I have a matrix of factors in R and want to convert it to a matrix of dummy variables 0-1 for all possible levels of each factors.
However this "dummy" matrix is very large (91690x16593) and very sparse. I need to store it in a sparse matrix, otherwise it does not fit in my 12GB of ram.
Currently, I am using the following code and it works very fine and takes seconds:
library(Matrix)
X_factors <- data.frame(lapply(my_matrix, as.factor))
#encode factor data in a sparse matrix
X <- sparse.model.matrix(~.-1, data = X_factors)
However, I want to use the e1071 package in R, and eventually save this matrix to libsvm format with write.matrix.csr()

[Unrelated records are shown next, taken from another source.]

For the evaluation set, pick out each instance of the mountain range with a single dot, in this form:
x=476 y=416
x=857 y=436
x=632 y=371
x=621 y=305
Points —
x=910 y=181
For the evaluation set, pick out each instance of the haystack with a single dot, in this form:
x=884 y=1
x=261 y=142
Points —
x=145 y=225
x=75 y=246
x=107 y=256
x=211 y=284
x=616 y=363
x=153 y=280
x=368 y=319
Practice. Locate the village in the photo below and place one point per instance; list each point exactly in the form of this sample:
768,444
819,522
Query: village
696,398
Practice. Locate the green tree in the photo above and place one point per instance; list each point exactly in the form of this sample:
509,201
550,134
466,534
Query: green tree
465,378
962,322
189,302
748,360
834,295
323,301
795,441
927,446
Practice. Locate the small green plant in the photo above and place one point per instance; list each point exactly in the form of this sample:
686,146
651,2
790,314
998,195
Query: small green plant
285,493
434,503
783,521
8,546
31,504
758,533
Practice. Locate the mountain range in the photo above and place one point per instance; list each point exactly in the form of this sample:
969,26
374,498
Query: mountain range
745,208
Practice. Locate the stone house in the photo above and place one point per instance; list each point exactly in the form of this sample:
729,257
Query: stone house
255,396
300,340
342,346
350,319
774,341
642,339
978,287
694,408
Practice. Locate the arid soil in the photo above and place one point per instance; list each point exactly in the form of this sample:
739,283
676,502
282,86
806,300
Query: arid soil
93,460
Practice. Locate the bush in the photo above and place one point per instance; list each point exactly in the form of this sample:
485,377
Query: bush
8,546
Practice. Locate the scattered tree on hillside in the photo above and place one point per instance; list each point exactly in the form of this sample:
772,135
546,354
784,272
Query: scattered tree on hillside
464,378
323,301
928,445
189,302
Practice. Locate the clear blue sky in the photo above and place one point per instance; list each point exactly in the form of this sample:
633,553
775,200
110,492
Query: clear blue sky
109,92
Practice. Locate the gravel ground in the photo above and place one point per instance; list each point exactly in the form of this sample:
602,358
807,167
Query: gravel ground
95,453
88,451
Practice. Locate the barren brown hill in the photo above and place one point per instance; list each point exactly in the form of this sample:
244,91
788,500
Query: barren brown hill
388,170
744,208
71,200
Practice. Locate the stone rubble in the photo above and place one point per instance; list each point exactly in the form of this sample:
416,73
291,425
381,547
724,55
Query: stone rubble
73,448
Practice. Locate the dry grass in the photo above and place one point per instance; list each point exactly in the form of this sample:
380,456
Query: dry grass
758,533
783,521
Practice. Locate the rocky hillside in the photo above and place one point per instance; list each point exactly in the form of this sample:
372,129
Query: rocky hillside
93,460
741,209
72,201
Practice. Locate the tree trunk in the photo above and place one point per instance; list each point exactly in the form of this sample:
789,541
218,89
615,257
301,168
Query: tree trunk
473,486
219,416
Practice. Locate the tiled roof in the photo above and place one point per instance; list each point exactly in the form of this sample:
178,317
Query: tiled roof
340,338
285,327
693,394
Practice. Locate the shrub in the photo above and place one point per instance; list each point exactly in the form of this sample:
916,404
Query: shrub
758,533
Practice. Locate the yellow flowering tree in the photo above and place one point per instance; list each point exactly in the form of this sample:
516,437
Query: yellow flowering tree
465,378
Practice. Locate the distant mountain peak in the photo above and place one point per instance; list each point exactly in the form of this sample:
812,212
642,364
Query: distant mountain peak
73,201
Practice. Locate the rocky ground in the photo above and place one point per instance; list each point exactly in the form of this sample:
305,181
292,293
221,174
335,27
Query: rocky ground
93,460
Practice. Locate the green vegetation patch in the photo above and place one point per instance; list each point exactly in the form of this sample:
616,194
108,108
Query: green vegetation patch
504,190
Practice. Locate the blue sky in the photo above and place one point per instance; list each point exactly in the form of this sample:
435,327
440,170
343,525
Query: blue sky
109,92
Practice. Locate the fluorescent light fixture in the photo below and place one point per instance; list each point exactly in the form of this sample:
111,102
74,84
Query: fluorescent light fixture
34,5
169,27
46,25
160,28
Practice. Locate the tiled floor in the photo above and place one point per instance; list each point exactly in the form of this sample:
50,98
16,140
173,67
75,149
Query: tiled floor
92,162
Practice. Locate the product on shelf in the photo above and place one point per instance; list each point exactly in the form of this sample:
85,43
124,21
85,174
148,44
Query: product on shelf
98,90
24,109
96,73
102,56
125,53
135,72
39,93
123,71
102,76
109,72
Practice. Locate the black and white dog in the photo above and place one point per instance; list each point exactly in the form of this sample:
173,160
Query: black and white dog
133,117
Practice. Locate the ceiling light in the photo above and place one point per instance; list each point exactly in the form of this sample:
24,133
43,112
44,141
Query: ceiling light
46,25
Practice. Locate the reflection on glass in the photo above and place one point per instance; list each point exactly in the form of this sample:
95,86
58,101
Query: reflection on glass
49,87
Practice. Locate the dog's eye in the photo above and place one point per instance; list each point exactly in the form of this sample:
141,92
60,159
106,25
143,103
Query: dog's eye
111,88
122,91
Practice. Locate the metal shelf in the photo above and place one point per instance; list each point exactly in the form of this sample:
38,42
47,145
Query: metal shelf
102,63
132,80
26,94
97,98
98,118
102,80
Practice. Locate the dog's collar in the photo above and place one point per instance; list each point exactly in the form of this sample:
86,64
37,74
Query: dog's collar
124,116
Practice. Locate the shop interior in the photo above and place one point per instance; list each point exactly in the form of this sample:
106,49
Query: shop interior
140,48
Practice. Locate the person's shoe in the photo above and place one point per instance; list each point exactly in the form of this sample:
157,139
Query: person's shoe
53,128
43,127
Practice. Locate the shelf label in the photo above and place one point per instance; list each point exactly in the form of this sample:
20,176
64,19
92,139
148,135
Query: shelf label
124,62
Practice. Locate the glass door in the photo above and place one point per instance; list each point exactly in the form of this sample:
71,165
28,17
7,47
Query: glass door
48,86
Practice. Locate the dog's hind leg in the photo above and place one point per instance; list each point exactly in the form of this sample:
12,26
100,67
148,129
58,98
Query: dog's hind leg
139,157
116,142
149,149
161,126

, so first I need to convert my sparse matrix to the SparseM format.
I tried to do:
library(SparseM)
X2 <- as.matrix.csr(X)
but it very quickly fills my RAM and eventually R crashes. I suspect that internally, as.matrix.csr
first converts the sparse matrix to a dense matrix that does not fit in my computer memory.
My other alternative would be to create my sparse matrix directly in the SparseM format.
I tried as.matrix.csr(X_factors)
but it does not accept a data-frame of factors.
Is there an equivalent to sparse.model.matrix(~.-1, data = X_factors)
in the SparseM package? I searched in the documentation but I did not find.